# Simple example with boxplots

<script type="text/javascript" async
  src="https://cdn.mathjax.org/mathjax/latest/MathJax.js?config=TeX-AMS_CHTML">
</script>
<link rel="stylesheet" href="_static/css/main.css">

This project was supported by grants from the National Institute of Biomedical Imaging and Bioengineering (U24EB029012) from the National Institutes of Health.

## Overview

This tutorial demonstrates basic construction of a `PolynomialChaosExpansion` (PCE) emulator, and generates box plots using these emulators. The code used in this document is in the `demos/simple_boxplots.py` demo file.

## Building the emulator

UncertainSCI requires the user to specify 
- a pointer that evaluates a forward model
- distributions for each input parameter to the model
- the polynomial order, which is a PCE expressivity parameter (alternatively, adaptive procedures can automatically select this)

### The forward model

We will use the Ishigami function, a model built into UncertainSCI, as our forward model. The following imports this function 

```python
from UncertainSCI.model_examples import ishigami_function

# Parameters for function
a = 1
b = 0.05

f = ishigami_function(a,b)
```

This generates a function `f` of three parameters. See the [`[Ishigami Function]`](../models.html#ishigami-function) description for more information about this model.
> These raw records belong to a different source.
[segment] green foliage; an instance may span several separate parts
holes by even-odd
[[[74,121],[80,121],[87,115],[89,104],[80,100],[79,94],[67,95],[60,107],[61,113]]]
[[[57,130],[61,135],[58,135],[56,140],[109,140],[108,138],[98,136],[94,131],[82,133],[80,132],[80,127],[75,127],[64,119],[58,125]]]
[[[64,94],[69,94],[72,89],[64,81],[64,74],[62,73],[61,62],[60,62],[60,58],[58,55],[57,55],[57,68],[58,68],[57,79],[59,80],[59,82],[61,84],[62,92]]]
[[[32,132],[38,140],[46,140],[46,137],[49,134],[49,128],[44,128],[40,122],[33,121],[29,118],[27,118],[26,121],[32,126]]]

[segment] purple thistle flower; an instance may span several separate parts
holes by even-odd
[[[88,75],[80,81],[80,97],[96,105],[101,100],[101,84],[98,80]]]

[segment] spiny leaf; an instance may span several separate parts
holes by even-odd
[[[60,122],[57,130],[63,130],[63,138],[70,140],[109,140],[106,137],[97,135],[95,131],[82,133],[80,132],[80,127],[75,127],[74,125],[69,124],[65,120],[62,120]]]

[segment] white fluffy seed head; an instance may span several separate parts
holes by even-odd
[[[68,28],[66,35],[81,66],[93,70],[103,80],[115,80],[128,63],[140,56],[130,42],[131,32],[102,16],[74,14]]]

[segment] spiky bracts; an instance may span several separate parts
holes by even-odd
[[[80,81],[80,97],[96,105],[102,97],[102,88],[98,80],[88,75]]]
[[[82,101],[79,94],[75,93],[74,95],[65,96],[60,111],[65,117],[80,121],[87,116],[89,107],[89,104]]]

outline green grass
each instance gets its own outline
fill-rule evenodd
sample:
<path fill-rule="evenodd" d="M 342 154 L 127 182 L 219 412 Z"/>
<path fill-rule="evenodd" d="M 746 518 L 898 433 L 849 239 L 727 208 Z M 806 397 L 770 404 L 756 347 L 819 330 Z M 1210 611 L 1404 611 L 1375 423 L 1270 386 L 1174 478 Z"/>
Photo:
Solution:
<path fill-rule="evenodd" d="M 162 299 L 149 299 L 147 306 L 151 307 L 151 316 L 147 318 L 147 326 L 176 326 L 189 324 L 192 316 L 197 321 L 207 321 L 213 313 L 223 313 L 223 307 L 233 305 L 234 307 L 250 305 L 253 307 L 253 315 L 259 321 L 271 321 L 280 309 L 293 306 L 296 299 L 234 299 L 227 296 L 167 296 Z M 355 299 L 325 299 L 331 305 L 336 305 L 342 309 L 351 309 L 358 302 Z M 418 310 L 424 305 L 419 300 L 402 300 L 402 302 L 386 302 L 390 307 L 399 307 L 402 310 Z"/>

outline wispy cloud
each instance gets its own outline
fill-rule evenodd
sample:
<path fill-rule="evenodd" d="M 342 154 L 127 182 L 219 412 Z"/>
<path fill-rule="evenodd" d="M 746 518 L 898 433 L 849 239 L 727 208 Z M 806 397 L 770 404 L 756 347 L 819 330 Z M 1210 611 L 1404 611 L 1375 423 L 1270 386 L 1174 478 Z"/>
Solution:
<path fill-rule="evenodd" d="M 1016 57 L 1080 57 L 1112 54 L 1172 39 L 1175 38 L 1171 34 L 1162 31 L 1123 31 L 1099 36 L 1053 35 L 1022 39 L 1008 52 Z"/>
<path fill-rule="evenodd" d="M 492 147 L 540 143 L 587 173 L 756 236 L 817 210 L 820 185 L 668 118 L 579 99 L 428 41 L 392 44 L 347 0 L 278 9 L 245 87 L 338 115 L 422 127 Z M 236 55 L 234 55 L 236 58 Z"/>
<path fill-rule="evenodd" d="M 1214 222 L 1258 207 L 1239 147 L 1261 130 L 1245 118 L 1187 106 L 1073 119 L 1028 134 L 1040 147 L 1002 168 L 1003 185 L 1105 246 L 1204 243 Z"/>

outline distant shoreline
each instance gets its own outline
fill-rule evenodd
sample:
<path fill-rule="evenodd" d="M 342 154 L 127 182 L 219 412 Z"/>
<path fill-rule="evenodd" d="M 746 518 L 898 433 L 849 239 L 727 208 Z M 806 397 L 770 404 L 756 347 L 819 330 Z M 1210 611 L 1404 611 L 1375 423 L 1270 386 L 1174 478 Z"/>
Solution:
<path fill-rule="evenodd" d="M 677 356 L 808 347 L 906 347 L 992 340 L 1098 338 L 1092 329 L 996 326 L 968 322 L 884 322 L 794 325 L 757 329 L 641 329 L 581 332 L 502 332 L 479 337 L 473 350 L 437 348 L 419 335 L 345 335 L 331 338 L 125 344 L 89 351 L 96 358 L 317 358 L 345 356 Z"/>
### Parameter distributions

A more complete discussion of creating parameter distributions is given in the [`[Defining Random Parameters]`](../parameters.html) tutorial. Here we only present a simple setup. We will assume that our three parameters,

\begin{align}
\mathbf{P} = (P_1, P_2, P_3) \in \mathbb{R}^3
\end{align}

are each independent and uniform on the interval \\([-\pi, \pi]\\). We set this up in UncertainSCI with the following:

```python
from UncertainSCI.distributions import BetaDistribution, TensorialDistribution

## Set up parameter distributions
bounds = np.reshape(np.array([-np.pi, np.pi]), [2, 1])
p1 = BetaDistribution(alpha=1, beta=1, domain=bounds)
p2 = BetaDistribution(alpha=1, beta=1, domain=bounds)
p3 = BetaDistribution(alpha=1, beta=1, domain=bounds)

p = TensorialDistribution(distributions=[p1, p2, p3])
```

We have used the fact that a `BetaDistribution` with parameters `alpha=beta=1` corresponds to the uniform distribution. See [`[Beta Distribution]`](../parameters.html#beta-distribution) for more information about the Beta distribution. Note also that we have individually defined the parameters, and then combined them into a single three-dimensional random parameter using the `TensorialDistribution` command.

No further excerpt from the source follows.